Bank Deposit Insurance Near Spotlight Again

Deposit insurance has been a stabilizing force in the  US banking industry since the  formation of the Federal Deposit Insurance Corporation (FDIC). During the  financial crisis of 2008, the increase in FDIC levels helped avert potential  runs, and aided in avoiding an even worse financial disaster. Some actions taken  though were temporary, and time has come to review and renew them or face  serious potential consequences.

The expiration of special U.S. deposit  insurance at the end of the year has spurred banks to lobby Congress to extend  the program out of fear that companies will withdraw billions of dollars. At  issue is the Transaction Account Guarantee (TAG) program, which insures all bank  deposits in checking accounts above the $250,000 coverage already provided by  the Federal Deposit Insurance Corp.

TAG primarily benefits businesses and local  governments that need quick access to large amounts of cash for payroll and  other needs. About $1.3 trillion of TAG-insured deposits that do not pay  interest sit at large and small U.S. banks. The TAG program was  created by bank regulators and the U.S. Treasury during the 2008 financial  crisis to attract cash for banks and reassure depositors that their money was  safe. In 2010, Congress extended the TAG program through the end of 2012.  Without another extension, businesses are likely to shift their deposits to  prime money-market accounts and other short-term alternatives. The TAG program  addresses treasurers’ two primary concerns: safety and a return on cash that  comes from discounts banks give on other services in lieu of  interest.

While the 10 largest U.S. banks hold  70 percent of TAG deposits, small banks have benefited by attracting deposits  from local borrowers to fund loans that previously went to bigger banks, which  are seen as safer.
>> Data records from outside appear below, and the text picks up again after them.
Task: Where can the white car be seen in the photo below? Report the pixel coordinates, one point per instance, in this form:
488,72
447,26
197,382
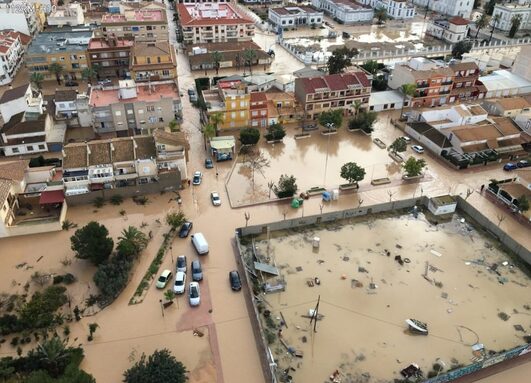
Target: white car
194,294
216,200
180,283
417,148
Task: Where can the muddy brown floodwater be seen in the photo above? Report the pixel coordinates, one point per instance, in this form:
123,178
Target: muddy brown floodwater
363,333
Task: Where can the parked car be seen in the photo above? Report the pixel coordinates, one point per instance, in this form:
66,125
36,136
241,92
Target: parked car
197,271
417,148
181,263
216,200
165,276
185,229
194,294
180,283
235,281
196,180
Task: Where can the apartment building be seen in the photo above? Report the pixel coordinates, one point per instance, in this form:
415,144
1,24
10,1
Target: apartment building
461,8
66,47
452,30
346,11
110,56
213,22
134,109
337,91
11,55
153,61
295,16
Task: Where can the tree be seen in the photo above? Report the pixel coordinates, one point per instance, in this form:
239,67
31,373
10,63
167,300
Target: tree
92,242
482,22
331,117
352,172
380,14
413,167
249,136
57,69
460,48
286,187
408,90
161,366
216,60
275,132
516,21
175,220
340,59
36,79
398,146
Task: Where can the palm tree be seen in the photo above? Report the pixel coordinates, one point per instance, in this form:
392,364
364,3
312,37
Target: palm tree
482,22
36,79
216,59
249,56
408,90
57,69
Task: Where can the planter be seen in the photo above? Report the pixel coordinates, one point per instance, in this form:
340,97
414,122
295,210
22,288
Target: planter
380,181
379,143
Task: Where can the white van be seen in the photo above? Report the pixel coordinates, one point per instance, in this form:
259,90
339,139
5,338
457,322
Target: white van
200,243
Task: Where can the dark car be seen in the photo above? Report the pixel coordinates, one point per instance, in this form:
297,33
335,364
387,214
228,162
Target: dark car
185,229
235,281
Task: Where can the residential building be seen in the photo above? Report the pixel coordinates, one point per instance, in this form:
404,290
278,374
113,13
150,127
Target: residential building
397,9
337,91
438,83
11,55
71,14
346,11
134,108
66,47
153,61
508,10
295,16
200,55
213,22
452,30
144,24
461,8
110,56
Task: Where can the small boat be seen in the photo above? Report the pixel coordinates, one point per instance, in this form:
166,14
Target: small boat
417,326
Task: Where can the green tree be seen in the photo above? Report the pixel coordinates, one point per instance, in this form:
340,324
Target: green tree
175,220
36,79
340,59
217,57
333,117
161,366
413,167
287,186
352,172
249,136
516,21
92,242
57,69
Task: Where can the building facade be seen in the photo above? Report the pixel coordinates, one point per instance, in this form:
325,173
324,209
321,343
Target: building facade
337,91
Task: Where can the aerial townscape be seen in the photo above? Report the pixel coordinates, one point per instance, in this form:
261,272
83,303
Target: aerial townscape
265,191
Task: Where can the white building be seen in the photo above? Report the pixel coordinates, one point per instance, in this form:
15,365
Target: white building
397,9
71,14
453,30
11,55
294,16
461,8
346,11
509,10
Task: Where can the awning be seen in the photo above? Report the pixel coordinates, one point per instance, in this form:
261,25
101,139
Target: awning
52,197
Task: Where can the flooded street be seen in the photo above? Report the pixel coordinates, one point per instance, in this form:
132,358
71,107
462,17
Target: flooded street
366,295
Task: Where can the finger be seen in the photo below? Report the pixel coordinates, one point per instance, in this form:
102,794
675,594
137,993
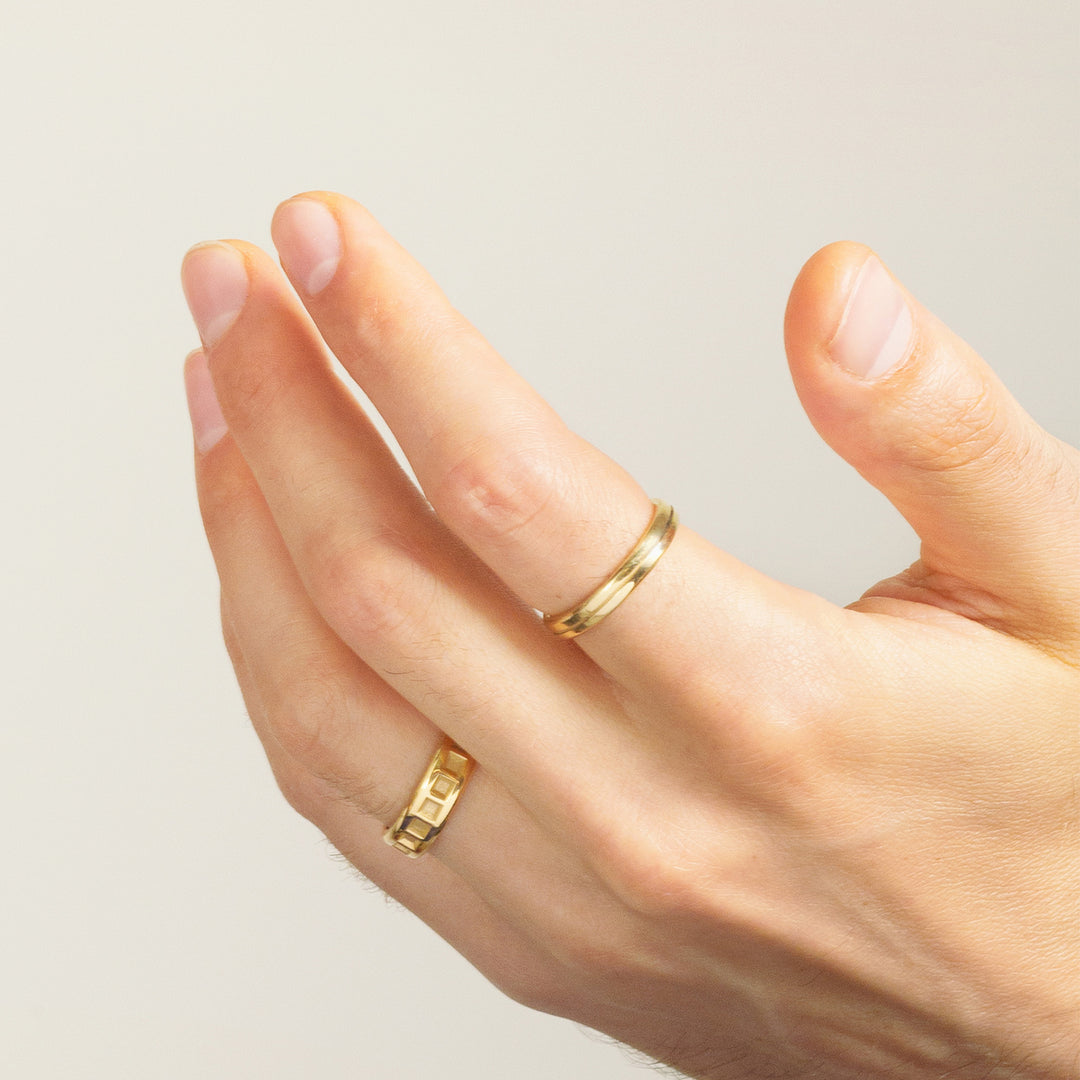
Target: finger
429,888
381,571
323,707
548,512
993,497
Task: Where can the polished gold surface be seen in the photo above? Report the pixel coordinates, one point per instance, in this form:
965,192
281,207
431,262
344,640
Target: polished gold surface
423,819
601,603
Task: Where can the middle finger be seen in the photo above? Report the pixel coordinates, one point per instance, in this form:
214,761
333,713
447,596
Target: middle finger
405,596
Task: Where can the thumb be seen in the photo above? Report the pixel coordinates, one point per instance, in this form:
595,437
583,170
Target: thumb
994,498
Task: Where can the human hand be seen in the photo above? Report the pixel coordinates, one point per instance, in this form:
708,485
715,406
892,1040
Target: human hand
741,828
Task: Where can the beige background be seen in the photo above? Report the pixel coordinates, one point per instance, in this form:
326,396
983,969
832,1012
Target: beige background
620,194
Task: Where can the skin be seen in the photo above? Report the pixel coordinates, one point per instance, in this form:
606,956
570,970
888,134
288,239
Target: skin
736,826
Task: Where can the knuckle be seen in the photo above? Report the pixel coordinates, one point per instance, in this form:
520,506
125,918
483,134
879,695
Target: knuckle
302,791
387,320
368,589
494,496
307,713
543,993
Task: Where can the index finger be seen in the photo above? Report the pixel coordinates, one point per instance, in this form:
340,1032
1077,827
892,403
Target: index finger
550,513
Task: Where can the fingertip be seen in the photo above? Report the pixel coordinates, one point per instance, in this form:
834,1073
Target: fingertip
819,297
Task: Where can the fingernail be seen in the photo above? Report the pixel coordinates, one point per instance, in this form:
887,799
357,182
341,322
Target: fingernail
309,242
875,331
215,284
207,423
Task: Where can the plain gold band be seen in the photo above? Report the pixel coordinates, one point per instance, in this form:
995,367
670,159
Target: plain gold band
630,574
423,819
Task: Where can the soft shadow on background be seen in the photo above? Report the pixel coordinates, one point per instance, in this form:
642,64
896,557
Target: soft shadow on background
620,196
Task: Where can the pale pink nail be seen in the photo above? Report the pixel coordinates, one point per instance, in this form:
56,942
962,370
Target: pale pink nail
309,242
207,423
215,284
875,331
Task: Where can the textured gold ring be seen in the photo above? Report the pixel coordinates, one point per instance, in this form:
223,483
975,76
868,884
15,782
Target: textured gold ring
424,817
626,577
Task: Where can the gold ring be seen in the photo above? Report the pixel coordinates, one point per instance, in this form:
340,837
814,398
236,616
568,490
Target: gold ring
424,817
630,574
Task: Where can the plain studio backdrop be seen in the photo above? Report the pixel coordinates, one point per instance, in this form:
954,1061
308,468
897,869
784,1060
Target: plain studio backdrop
618,193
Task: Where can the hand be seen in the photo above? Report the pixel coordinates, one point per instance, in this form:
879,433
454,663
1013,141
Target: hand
733,825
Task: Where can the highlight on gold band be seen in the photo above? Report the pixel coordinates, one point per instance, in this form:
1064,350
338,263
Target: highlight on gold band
601,603
423,819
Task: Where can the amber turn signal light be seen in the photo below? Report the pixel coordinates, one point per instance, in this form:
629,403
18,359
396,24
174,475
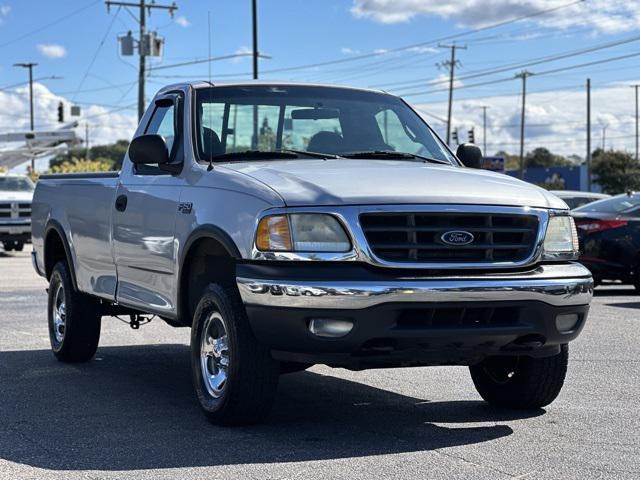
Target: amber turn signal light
274,234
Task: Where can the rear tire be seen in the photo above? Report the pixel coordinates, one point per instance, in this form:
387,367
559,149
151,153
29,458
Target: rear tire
521,382
234,376
74,319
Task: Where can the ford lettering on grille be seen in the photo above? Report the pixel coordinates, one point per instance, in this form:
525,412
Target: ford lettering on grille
457,237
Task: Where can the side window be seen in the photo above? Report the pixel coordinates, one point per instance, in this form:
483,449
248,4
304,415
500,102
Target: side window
162,123
393,133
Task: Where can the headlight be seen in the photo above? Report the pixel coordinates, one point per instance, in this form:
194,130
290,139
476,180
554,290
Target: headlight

Community banks with under $10 billion of assets hold about  $200 billion of TAG deposits – or about $23 million per  bank.

Camden Fine, president of the Independent Community  Bankers of America stated  “Extending TAG is our No. 1 priority this year. Ending it will have a crippling  impact on any kind of full economic recovery.” The safety deposit insurance offers keeps the institutionaland individual clients safely in the bank, helping them maintain capital levels.

The FDIC, meanwhile, is “neutral” on  an extension, according to a spokesman. Last month, acting FDIC Chairman Martin  Gruenberg told the U.S. House subcommittee on financial institutions and  consumer credit that the TAG program has not had a big effect on depleting the  deposit insurance fund. But he declined to speculate on how ending the program  would affect banks or the economy.